El dirigente del Frente Patria Grande, Juan Grabois, fue liberado este domingo de madrugada tras pasar alrededor de doce horas detenido por ocupar el Instituto Nacional de Estudios e Investigaciones Históricas Juan Domingo Perón junto a diputados y militantes.

La sede, recientemente disuelta por decisión del Gobierno, se encuentra ubicada en Austria 2601, en el barrio de Recoleta. La ocupación generó un fuerte operativo policial que terminó con la detención de Grabois y varios manifestantes.

"Este gobierno dictatorial va a terminar porque hay argentinos y argentinas que tienen el coraje para decirle 'no' a los atropellos. Lo que hicieron en el Instituto Juan Domingo Perón fue intentar borrar la historia de una parte de nuestro pueblo", exclamó esta mañana Juan Grabois, aún con una bandera argentina atada al cuello.

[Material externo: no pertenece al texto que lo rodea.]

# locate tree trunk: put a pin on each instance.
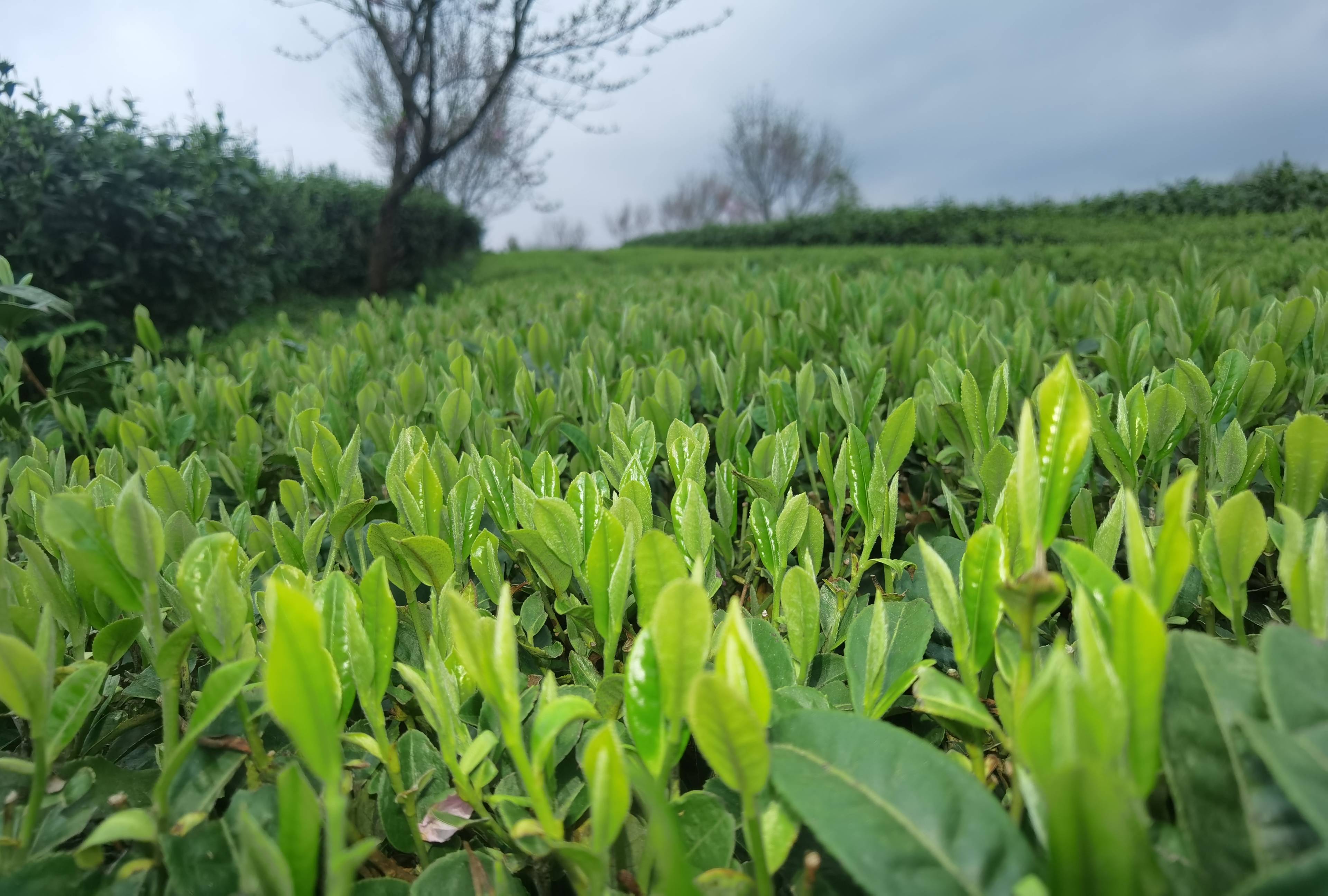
(384, 246)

En esa misma línea, el dirigente redobló la apuesta y, ante los medios, acusó: "Estoy muy orgulloso de poder combatir junto a hombres y mujeres con las mismas convicciones que yo a este gobierno y estamos dispuestos a venir una, dos, quince veces, todas las veces que sean necesarias, a visitar las instalaciones de la Policía Federal".

A su vez, Grabois también criticó las condiciones en las que permaneció detenido, subrayando que "la forma en la que trabaja el personal de seguridad es inhumana", entre "oficinas vetustas, sin calefacción, llenas de ratas".

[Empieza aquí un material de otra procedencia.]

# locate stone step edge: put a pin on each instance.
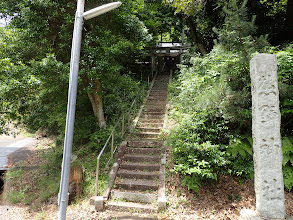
(150, 175)
(134, 196)
(99, 200)
(126, 206)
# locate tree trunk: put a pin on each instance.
(95, 99)
(195, 37)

"Son algunas cosas que, cuando sea presidente, voy a cambiar para ayudar al personal", dijo, afinando su discurso de campaña.

Por qué fue detenido Juan Grabois

El operativo policial sucedió el sábado alrededor de las 14.00, cuando unas 50 personas ingresaron al edificio a través del local gastronómico “Un café con Perón”.

Según la Policía, los militantes violentaron una puertaretuvieron a agentes federales, y colgaron banderas desde los balcones con las consignas “Si no podés elegir, no hay democracia” y “Defendamos nuestra historia”.

La ministra de Seguridad, Patricia Bullrich, celebró el accionar de la Policía Federal y sostuvo que se trató de una “usurpación violenta”

El origen de la polémica se desató el pasado 7 de mayo, cuando el vocero presidencial Manuel Adorni anunció el cierre del Instituto Perón por representar “una carga presupuestaria injustificada”. Según el Ministerio de Capital Humano, el instituto contaba con 20 empleados y demandaba más de 400 millones de pesos anuales, sin realizar investigaciones activas.

El edificio, según el Gobierno, será reconvertido en una biblioteca para personas con discapacidad y el restaurante que funciona allí será adjudicado a un emprendimiento para jóvenes neurodivergentes.